In the next vision, Scrooge sees himself at the warehouse where he had been apprenticed. His boss, Old Fezziwig, puts on a Christmas party for his apprentices, his family, and their servants and neighbors. Dickens describes the party in some detail, and portrays both the younger and older Scrooges entering into the festivities wholeheartedly and praising Fezziwig lavishly. When the Spirit asks why he should be praised so highly for spending only a modest amount, Scrooge responds, "He has the power to render us happy or unhappy; to make our service light or burdensome; a pleasure or a toil.... The happiness he gives, is quite as great as if it cost a fortune."

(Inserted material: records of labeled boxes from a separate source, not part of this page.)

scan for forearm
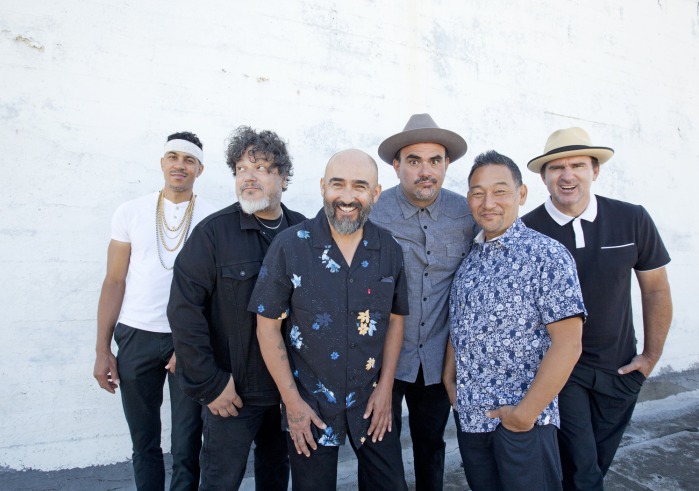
[95,279,126,353]
[442,338,456,387]
[379,314,405,387]
[641,288,672,364]
[257,315,301,405]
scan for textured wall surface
[0,0,699,470]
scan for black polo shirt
[249,209,408,447]
[522,196,670,373]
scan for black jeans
[558,364,645,491]
[114,324,202,491]
[393,367,451,491]
[454,411,561,491]
[286,423,408,491]
[201,401,289,491]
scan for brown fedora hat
[379,114,466,164]
[527,127,614,174]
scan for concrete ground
[0,369,699,491]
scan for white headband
[165,140,204,164]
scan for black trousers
[392,367,451,491]
[287,422,408,491]
[200,401,289,491]
[558,363,645,490]
[114,324,202,491]
[454,418,561,491]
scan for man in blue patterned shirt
[443,151,586,491]
[249,150,408,491]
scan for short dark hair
[468,150,522,187]
[226,126,294,187]
[166,131,204,150]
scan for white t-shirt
[112,193,216,333]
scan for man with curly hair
[167,126,305,490]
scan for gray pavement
[0,368,699,491]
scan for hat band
[165,139,204,164]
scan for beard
[323,200,373,235]
[238,196,270,215]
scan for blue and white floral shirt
[248,209,408,447]
[449,219,586,433]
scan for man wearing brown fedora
[370,114,475,490]
[523,128,672,490]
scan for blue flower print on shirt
[318,426,340,447]
[316,312,333,327]
[289,326,303,349]
[320,246,340,273]
[313,380,337,404]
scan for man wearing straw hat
[94,131,215,491]
[370,114,475,490]
[523,128,672,489]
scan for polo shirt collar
[396,185,442,220]
[544,194,597,249]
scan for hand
[165,351,177,375]
[617,353,657,378]
[285,397,327,457]
[485,406,536,432]
[206,378,243,418]
[92,351,119,394]
[364,383,393,443]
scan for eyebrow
[328,177,369,186]
[404,153,444,160]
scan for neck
[551,196,590,218]
[253,205,282,220]
[330,225,364,265]
[163,186,194,204]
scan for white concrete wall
[0,0,699,470]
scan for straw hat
[379,114,466,164]
[527,127,614,174]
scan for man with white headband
[94,132,215,491]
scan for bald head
[324,148,379,188]
[320,149,381,235]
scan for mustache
[333,199,362,211]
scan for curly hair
[226,126,294,191]
[165,131,204,150]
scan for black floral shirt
[449,219,587,433]
[249,210,408,447]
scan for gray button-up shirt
[370,186,476,385]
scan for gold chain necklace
[155,189,196,271]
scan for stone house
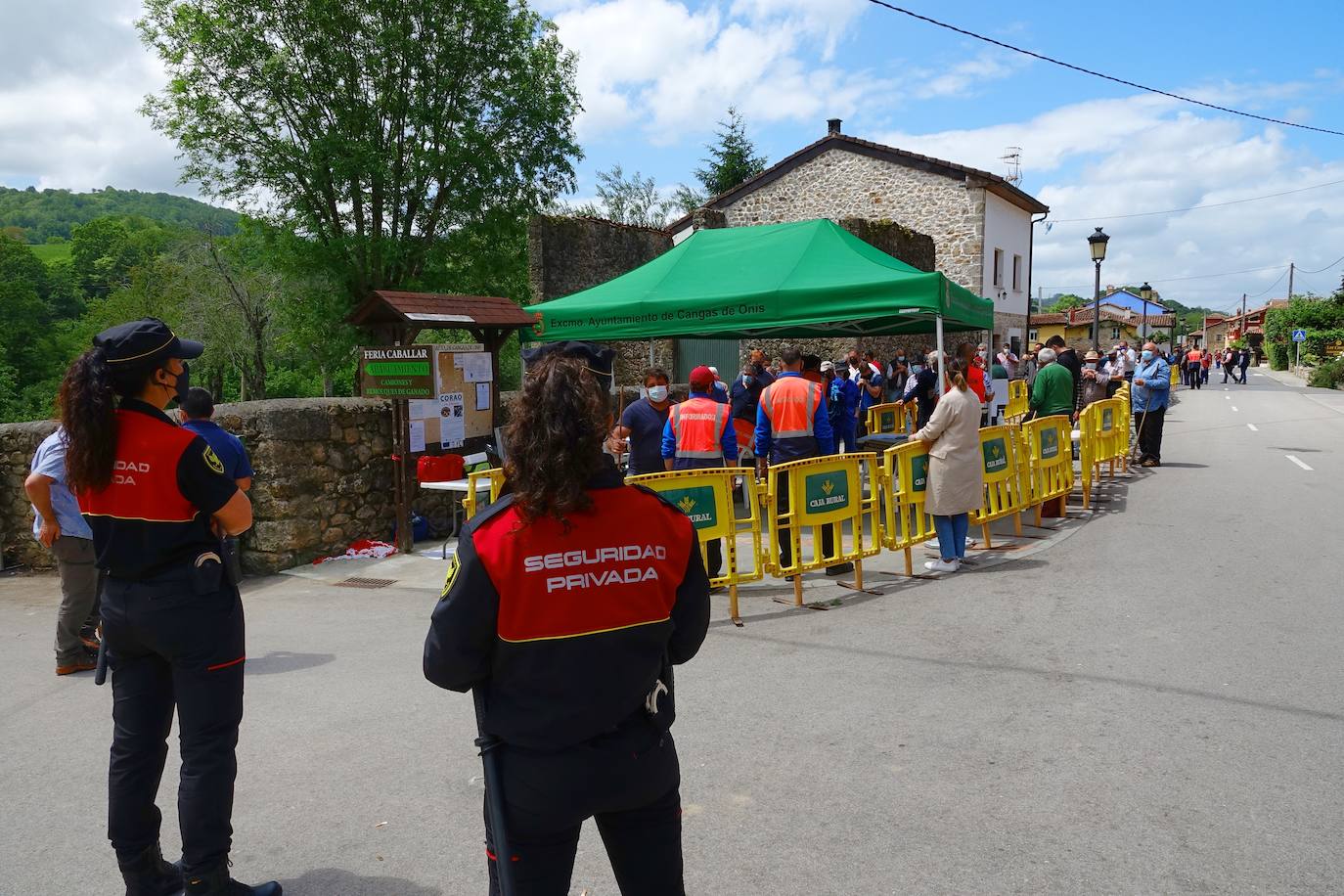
[668,118,1050,360]
[1027,302,1176,350]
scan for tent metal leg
[934,314,948,398]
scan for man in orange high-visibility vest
[755,348,853,575]
[662,367,738,579]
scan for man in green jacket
[1029,348,1074,418]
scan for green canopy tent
[524,220,993,392]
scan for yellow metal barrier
[1078,398,1131,508]
[971,426,1023,548]
[881,442,934,575]
[869,402,906,432]
[1004,381,1031,425]
[1020,414,1074,526]
[626,467,765,625]
[765,451,881,607]
[463,467,504,519]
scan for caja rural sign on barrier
[881,442,934,575]
[765,453,881,605]
[1078,393,1129,508]
[1021,415,1074,526]
[973,426,1024,548]
[626,468,765,625]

The next sequence, however, indicates more than any other the change that makes Scrooge become the man we are introduced to in the beginning of the story. Scrooge is forced to watch as his former fiancee, Belle, breaks off their engagement. Her reasoning is telling:
`Another idol has displaced me; and if it can cheer and comfort you in time to come, as I would have tried to do, I have no just cause to grieve.'Scrooge is afraid of falling back into poverty, so he has focused all his energies into gaining wealth. His "nobler passions" have been displaced by this overriding concern. Belle recognizes that the man he has now become would never have chosen her, "a dowerless girl," to marry. All he cares about is money. He has lost the capacity to value anything else.

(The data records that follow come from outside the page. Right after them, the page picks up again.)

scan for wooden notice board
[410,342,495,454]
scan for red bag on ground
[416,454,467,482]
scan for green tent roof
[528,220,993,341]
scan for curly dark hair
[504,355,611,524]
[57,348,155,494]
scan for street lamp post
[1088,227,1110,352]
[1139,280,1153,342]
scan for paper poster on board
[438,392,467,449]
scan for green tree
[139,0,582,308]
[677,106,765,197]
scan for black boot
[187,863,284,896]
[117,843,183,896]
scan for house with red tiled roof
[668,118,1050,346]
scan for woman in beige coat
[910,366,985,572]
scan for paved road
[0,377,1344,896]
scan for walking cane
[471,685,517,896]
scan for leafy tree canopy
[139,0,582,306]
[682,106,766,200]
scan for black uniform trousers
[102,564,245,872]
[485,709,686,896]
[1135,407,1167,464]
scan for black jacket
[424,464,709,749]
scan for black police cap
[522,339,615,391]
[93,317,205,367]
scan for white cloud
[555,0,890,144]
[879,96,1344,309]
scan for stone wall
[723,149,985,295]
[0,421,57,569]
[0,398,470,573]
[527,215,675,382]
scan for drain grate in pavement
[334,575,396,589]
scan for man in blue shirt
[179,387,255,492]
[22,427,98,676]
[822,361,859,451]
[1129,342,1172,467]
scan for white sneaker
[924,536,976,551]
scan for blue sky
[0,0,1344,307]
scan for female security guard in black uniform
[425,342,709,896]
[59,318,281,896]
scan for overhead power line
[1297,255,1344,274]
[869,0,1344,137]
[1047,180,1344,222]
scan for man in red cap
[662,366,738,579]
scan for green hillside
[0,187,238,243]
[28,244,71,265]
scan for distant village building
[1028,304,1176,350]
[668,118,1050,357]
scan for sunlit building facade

`What Idol has displaced you?' he rejoined.
`A golden one.'
`This is the even-handed dealing of the world,' he said. `There is nothing on which it is so hard as poverty; and there is nothing it professes to condemn with such severity as the pursuit of wealth.'
`You fear the world too much,' she answered, gently. `All your other hopes have merged into the hope of being beyond the chance of its sordid reproach. I have seen your nobler aspirations fall off one by one, until the master-passion, Gain, engrosses you.

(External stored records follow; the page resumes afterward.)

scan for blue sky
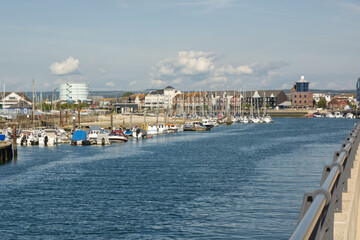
[0,0,360,91]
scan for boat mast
[31,79,35,130]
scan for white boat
[263,115,274,123]
[202,118,214,128]
[107,130,128,143]
[132,128,147,139]
[334,112,343,118]
[157,123,168,134]
[166,123,179,133]
[146,125,159,135]
[16,130,39,146]
[345,113,355,118]
[325,112,335,118]
[39,129,59,146]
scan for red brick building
[328,97,349,110]
[290,76,314,108]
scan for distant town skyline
[0,0,360,91]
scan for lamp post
[73,116,76,132]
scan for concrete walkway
[334,143,360,240]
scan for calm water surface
[0,118,357,239]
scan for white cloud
[337,1,360,13]
[128,81,136,86]
[281,83,291,89]
[150,51,287,88]
[49,57,80,75]
[54,78,63,85]
[151,80,166,87]
[105,82,115,87]
[97,68,107,73]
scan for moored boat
[109,130,128,143]
[184,121,211,131]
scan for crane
[44,87,58,110]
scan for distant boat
[70,130,90,145]
[184,121,211,131]
[109,130,128,143]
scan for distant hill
[25,89,356,101]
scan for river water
[0,118,357,239]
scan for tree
[317,97,327,108]
[122,92,134,97]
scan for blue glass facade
[295,82,309,92]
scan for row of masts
[150,91,268,116]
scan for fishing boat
[146,124,159,135]
[157,123,168,134]
[109,130,128,143]
[70,130,91,145]
[133,128,147,139]
[16,130,39,146]
[184,121,211,131]
[166,124,178,133]
[202,118,214,128]
[39,129,59,146]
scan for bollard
[13,126,17,158]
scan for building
[145,86,181,109]
[0,92,32,108]
[241,90,288,108]
[290,76,314,108]
[60,82,90,102]
[313,93,331,103]
[328,96,349,110]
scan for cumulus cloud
[105,82,115,87]
[97,68,107,73]
[49,57,80,75]
[150,51,287,88]
[128,81,137,86]
[54,78,63,85]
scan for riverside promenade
[290,122,360,240]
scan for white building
[60,82,90,102]
[0,92,32,108]
[145,86,181,109]
[313,93,331,103]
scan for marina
[0,118,357,239]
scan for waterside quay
[290,123,360,240]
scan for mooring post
[73,116,75,132]
[78,110,80,128]
[60,110,63,127]
[13,126,17,160]
[129,111,132,129]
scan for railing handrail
[290,124,360,240]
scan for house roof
[0,92,31,102]
[297,76,309,83]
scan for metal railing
[290,123,360,240]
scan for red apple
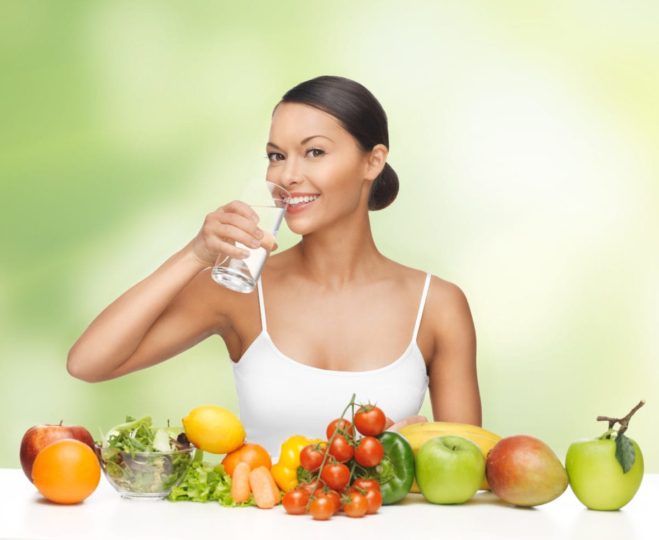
[21,422,94,482]
[485,435,568,506]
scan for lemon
[183,405,245,454]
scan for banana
[399,422,501,493]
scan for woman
[67,76,481,454]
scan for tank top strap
[412,272,430,342]
[256,277,268,332]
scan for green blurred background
[0,0,659,472]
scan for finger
[213,223,261,249]
[217,212,263,240]
[261,232,277,251]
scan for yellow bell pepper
[270,435,320,492]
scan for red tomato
[300,444,324,472]
[343,491,368,517]
[355,405,387,437]
[355,437,384,467]
[325,418,355,441]
[352,478,380,491]
[281,489,309,515]
[295,482,316,496]
[364,488,382,514]
[314,486,341,514]
[329,433,354,463]
[320,462,350,491]
[309,495,334,521]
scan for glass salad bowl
[96,445,195,499]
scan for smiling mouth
[287,195,320,207]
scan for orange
[32,439,101,504]
[222,443,272,476]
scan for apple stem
[597,399,645,435]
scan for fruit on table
[485,435,568,506]
[270,435,320,491]
[416,435,485,504]
[375,431,415,504]
[222,443,272,476]
[565,401,644,510]
[399,422,501,493]
[32,439,101,504]
[183,405,245,454]
[20,422,94,481]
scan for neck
[298,213,382,288]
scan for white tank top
[233,274,430,463]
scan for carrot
[246,465,281,508]
[231,461,251,503]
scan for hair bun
[368,163,398,210]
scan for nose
[279,157,303,191]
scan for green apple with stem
[416,435,485,504]
[565,401,645,510]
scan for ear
[364,144,389,181]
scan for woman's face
[266,103,372,234]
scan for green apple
[565,400,645,510]
[416,435,485,504]
[565,439,643,510]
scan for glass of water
[211,181,290,293]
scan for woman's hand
[191,201,277,267]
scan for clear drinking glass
[211,181,290,293]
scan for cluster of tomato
[282,405,386,520]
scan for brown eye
[267,152,284,161]
[307,148,325,157]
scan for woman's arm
[67,202,263,382]
[426,277,482,426]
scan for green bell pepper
[375,431,414,504]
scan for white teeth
[288,195,320,205]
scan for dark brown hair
[281,75,398,210]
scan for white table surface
[0,469,659,540]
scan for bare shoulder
[428,275,469,311]
[386,263,471,329]
[424,275,474,339]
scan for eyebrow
[266,135,334,150]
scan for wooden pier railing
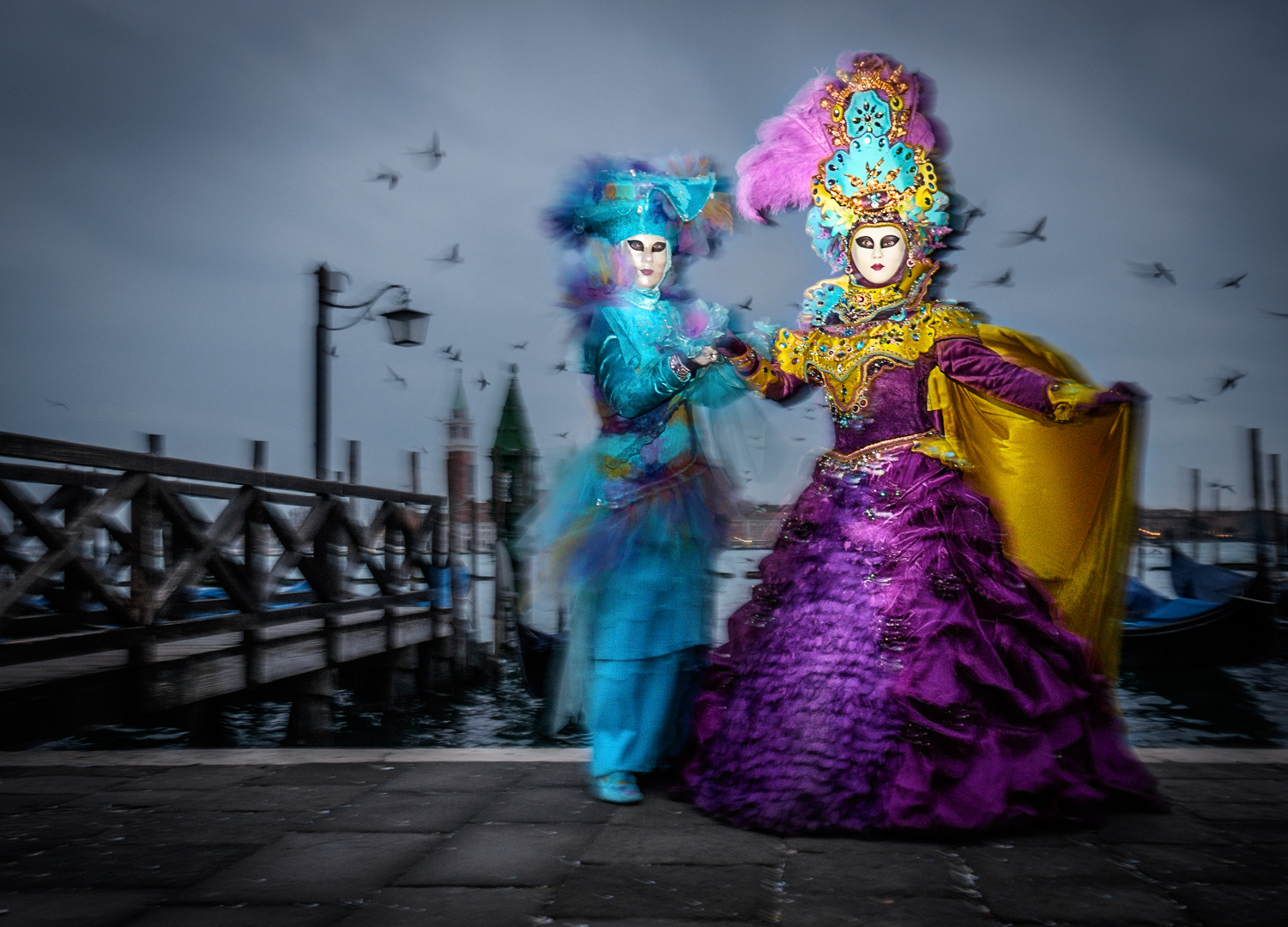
[0,433,475,742]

The final vision is the only one in which Scrooge's younger self is not present. It functions as an epilogue to the last one. We have already seen where Scrooge's path has taken him; now we see Belle with husband and family. This is the life Scrooge could have had; one which he gave up for what he has now. The time frame is seven years earlier; Marley is lying on his deathbed, and even Belle's husband pities Scrooge, who is "quite alone in the world."
Scrooge gains one major thing in this section of the novella: he relearns the ability to view things from outside his own point of view. He recognizes himself as someone who could be seen as pitiable, not simply as the astute businessman he had regarded himself as before. More importantly, he learns to identify with others. He sees them in the images of his earlier self and in the people who were parts of his life before. His young self alone at the boarding school makes him think of the caroler whom he had frightened away; his sister fan makes him think of his nephew; his regard for Fezziwig makes him think of his own relationship with Bob Cratchit. In each case, he wishes he could have taken a different approach with someone he had met earlier in the day. That ability--to see ourselves in others, and to see ourselves as others see us--could have changed his whole life.
How often do we get stuck in our own heads, seeing only our own point of view? How often do we dismiss others' feelings and concerns, just because they don't fit the template of what we consider important? And in what ways have we changed, slowly, imperceptibly, over time? We focus on something because it seems necessary, because we're afraid of what will happen to us if we don't focus on it. And then it becomes the only way in which we can view life. It's so easy for our "nobler passions" to be replaced. We need consciously, actively, to fight that tendency and keep that from happening.